Dochterman, doing a Roddenberry impersonation, said "We don't destroy life. The "Star Trek" characters would not go out of their way to destroy a life form, no matter what it would do."
Altman then acknowledged that Roddenberry, by the early '80s, had become a self-styled guru about "Star Trek":
"But he started drinking his own publicity at that point, and believed all this stuff. After he'd been replaced by Harve Bennett, he had a lot of quibbles and problems with 'Star Trek II,' the most famous of course being that Spock would die, and [he] was the one who leaked that fact to the newspapers and to the fans to try and prevent that from happening."
The Next Generation
There was a lot of trepidation going into "Star Trek II." The lackluster financial performance of "Star Trek: The Motion Picture" in 1979 caused Paramount to remove Roddenberry from the sequel altogether, replacing him with Harve Bennett. Roddenberry wouldn't be closely involved in any future "Star Trek" films. Indeed, Paramount was looking to scuttle "Star Trek" altogether, having little faith that "Star Trek II" would fetch high grosses. Even actor Leonard Nimoy only agreed to do another feature film if his character was killed off.
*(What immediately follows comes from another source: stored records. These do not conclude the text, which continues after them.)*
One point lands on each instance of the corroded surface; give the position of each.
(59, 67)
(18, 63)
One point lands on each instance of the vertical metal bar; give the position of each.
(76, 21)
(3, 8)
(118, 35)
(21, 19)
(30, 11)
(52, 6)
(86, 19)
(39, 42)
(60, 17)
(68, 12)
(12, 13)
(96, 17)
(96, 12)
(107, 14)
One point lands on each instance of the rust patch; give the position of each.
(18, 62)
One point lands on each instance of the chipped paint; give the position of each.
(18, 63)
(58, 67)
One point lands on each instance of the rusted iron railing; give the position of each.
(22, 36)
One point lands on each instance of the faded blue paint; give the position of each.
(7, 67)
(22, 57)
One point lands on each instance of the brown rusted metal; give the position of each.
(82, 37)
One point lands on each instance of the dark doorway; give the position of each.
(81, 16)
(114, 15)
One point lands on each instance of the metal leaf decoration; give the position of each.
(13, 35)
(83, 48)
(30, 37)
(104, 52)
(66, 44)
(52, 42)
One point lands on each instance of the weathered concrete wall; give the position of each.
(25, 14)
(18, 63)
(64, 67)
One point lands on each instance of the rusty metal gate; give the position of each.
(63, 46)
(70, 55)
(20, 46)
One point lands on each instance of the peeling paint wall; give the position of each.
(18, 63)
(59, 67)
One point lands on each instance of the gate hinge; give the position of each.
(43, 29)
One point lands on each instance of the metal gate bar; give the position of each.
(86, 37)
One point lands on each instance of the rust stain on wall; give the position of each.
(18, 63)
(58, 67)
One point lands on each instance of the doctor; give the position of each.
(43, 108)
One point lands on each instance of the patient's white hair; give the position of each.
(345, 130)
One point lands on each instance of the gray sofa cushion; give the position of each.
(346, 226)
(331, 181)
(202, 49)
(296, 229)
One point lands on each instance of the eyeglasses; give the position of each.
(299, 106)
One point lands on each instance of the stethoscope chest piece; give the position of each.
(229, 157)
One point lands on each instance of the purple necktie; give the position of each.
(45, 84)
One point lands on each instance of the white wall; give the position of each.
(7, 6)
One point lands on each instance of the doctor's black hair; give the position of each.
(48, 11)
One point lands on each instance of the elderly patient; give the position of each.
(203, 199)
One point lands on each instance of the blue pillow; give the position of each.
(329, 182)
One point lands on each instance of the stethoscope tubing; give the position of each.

Nicholas Meyer came in, re-wrote the script, and directed a film that was more reminiscent of "Horatio Hornblower" than "Star Trek" and, as popular wisdom has it, saved the franchise. Additional films would be made as a result, and Nimoy would even return under the condition that he also be allowed to direct. "Star Trek III: The Search for Spock" and "Star Trek IV: The Voyage Home" were both directed by Nimoy, with "Voyage Home" becoming the biggest hit in the film series. Meyer, not incidentally, co-wrote the screenplay for "Voyage Home." Meyer would also direct "Star Trek VI: The Undiscovered Country," one of the better films in the series. Meyer has said in interviews that he saved "Star Trek," and he wrote a book about his involvement in the franchise.
Meanwhile, Gene Roddenberry had a vision to protect. He took his ideas of a pure future without conflict and manifested them as "Star Trek: The Next Generation" in 1986. Roddenberry would have to wrestle with the higher-ups at Paramount TV to get "Next Generation" to the small screen, and he infamously became something of a dictator during that show's first season. The drama of that first season is well documented, but it was important to Roddenberry to get "Star Trek" right this time. The ballyhooed "Roddenberry rule" dictated that, on this new "Star Trek," no stories may spring from interpersonal conflicts. All conflicts come from without, as the Enterprise crew is wise enough to get along professionally at all times. This was a show wherein no one is to kill an alien parasite just because it looks weird or took over someone else's body.
When Roddenberry took leave of "Next Generation," the show — in what feels like a massive middle finger to Gene — had Captain Picard (Patrick Stewart) do just that. The future may be peaceful and without conflict, and all life may have value, but when it comes to slimy alien brain parasites, better to blast them. Sorry, Gene.